Virtually all the population of the world is composed of citizens of one or more countries or territories. Citizenship is an assigned legal status, which the majority of us never choose or consciously think about and therefore it is prone to being taken for granted: a constant part of our life, a seemingly natural part of our world. Such status appears to correlate with the most fundamental aspects of life, such as mortality (a Somalian child is 50 times more likely not to survive the first 5 years of life than a child in Japan or Finland), mobility (a Swede can easily travel to 174 countries, while an Afghani can only manage 21, in practice none), and often contributes to a sense of belonging or pride.
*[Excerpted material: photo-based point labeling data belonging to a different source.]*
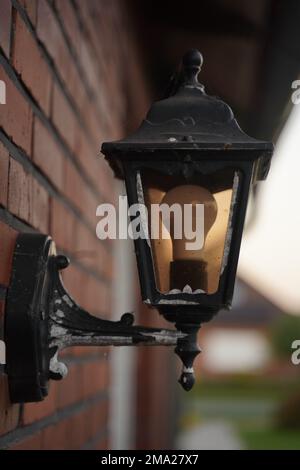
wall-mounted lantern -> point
(188, 150)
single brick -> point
(64, 118)
(39, 206)
(7, 245)
(4, 166)
(35, 411)
(5, 26)
(29, 63)
(31, 9)
(16, 115)
(9, 414)
(19, 190)
(47, 154)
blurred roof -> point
(251, 51)
(249, 309)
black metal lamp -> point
(188, 149)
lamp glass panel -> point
(192, 255)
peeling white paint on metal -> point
(58, 367)
(165, 337)
(68, 301)
(60, 313)
(177, 302)
(186, 290)
(141, 200)
(230, 220)
(57, 331)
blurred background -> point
(80, 72)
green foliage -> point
(288, 416)
(284, 332)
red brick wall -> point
(72, 79)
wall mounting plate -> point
(26, 318)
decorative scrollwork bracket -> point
(42, 319)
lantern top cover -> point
(188, 119)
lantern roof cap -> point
(188, 119)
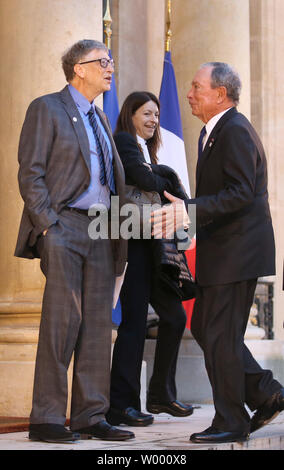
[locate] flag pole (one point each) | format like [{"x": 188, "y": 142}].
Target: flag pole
[
  {"x": 107, "y": 26},
  {"x": 168, "y": 23}
]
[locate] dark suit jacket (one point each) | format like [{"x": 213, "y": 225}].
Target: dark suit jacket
[
  {"x": 235, "y": 240},
  {"x": 54, "y": 169}
]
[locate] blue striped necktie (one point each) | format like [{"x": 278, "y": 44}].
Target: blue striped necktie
[
  {"x": 105, "y": 161},
  {"x": 200, "y": 141}
]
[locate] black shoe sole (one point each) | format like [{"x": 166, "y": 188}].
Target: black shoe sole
[
  {"x": 164, "y": 409},
  {"x": 37, "y": 438},
  {"x": 91, "y": 436},
  {"x": 265, "y": 422},
  {"x": 221, "y": 441}
]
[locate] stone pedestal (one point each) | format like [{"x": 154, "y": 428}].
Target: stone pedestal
[{"x": 33, "y": 36}]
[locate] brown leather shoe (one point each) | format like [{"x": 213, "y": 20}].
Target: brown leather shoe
[
  {"x": 268, "y": 411},
  {"x": 105, "y": 431},
  {"x": 214, "y": 436}
]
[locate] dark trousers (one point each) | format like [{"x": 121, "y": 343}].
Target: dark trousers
[
  {"x": 218, "y": 324},
  {"x": 76, "y": 318},
  {"x": 139, "y": 289}
]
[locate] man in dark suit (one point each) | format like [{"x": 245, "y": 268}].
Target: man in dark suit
[
  {"x": 68, "y": 163},
  {"x": 235, "y": 245}
]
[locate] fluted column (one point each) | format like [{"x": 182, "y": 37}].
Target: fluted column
[
  {"x": 34, "y": 34},
  {"x": 205, "y": 31},
  {"x": 267, "y": 38}
]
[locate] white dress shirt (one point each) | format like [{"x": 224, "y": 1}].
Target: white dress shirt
[{"x": 211, "y": 124}]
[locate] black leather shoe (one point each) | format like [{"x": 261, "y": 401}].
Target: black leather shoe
[
  {"x": 106, "y": 432},
  {"x": 174, "y": 408},
  {"x": 48, "y": 432},
  {"x": 129, "y": 416},
  {"x": 268, "y": 411},
  {"x": 213, "y": 436}
]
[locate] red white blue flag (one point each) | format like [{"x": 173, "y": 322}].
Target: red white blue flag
[{"x": 172, "y": 152}]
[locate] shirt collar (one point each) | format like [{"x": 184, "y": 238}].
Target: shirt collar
[{"x": 80, "y": 100}]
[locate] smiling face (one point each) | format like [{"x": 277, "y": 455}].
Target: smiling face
[
  {"x": 92, "y": 79},
  {"x": 204, "y": 100},
  {"x": 146, "y": 119}
]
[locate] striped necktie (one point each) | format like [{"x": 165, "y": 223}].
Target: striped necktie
[
  {"x": 106, "y": 168},
  {"x": 200, "y": 141}
]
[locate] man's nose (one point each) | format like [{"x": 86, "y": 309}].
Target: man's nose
[{"x": 189, "y": 94}]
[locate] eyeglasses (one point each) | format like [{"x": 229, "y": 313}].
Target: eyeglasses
[{"x": 103, "y": 62}]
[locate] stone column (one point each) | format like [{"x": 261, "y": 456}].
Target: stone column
[
  {"x": 138, "y": 45},
  {"x": 267, "y": 69},
  {"x": 34, "y": 34}
]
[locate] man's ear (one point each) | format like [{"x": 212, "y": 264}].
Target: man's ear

People are often required and not infrequently willing to die for it.

This course will focus on the many facets of the notion of citizenship approached in their contextualized evolution – from ‘a right to have rights’ to a ‘birthright lottery’. As the last overwhelmingly important resource distributed in the contemporary world in accordance with purely feudal principles of blind chance and with no regard to the personal talents, achievements, or desires, citizenship is in the middle of a global transformation, which we will trace together. We will trace the complex story of citizenship from a pre-citizenship world of classical antiquity and the Middle Ages to the (re-)birth of the idea following the French revolution and its instrumentalisation by the nation-states to the contemporary rise in cosmopolitanism, personhood and the fading away of the citizenship–rights link in the affluent constitutional democracies countries around the world. Although still crucially important, the natural development of citizenship seemingly pushes this status away from the center-stage. Access to key rights is increasingly getting disconnected from the possession of a particular legal status and the cultivation of thick identities is more and more difficult to justify in a word of professed tolerance, multiculturalism and respect for the other. Also citizenship duties are in decline. This process is significantly amplified by the birth of supranational citizenships, like the citizenship of the European Union (those interested in this particular aspect of the citizenship story are warmly invited to join my 1 US credit course on ‘Supranational Citizenship and Belonging’ this semester). I invite you to a walk through an assemblage of a number of crucial citizenship ideas and ideologies which, although they still greatly inform the functioning of the world today, are definitely (luckily, as we shall see) past their prime.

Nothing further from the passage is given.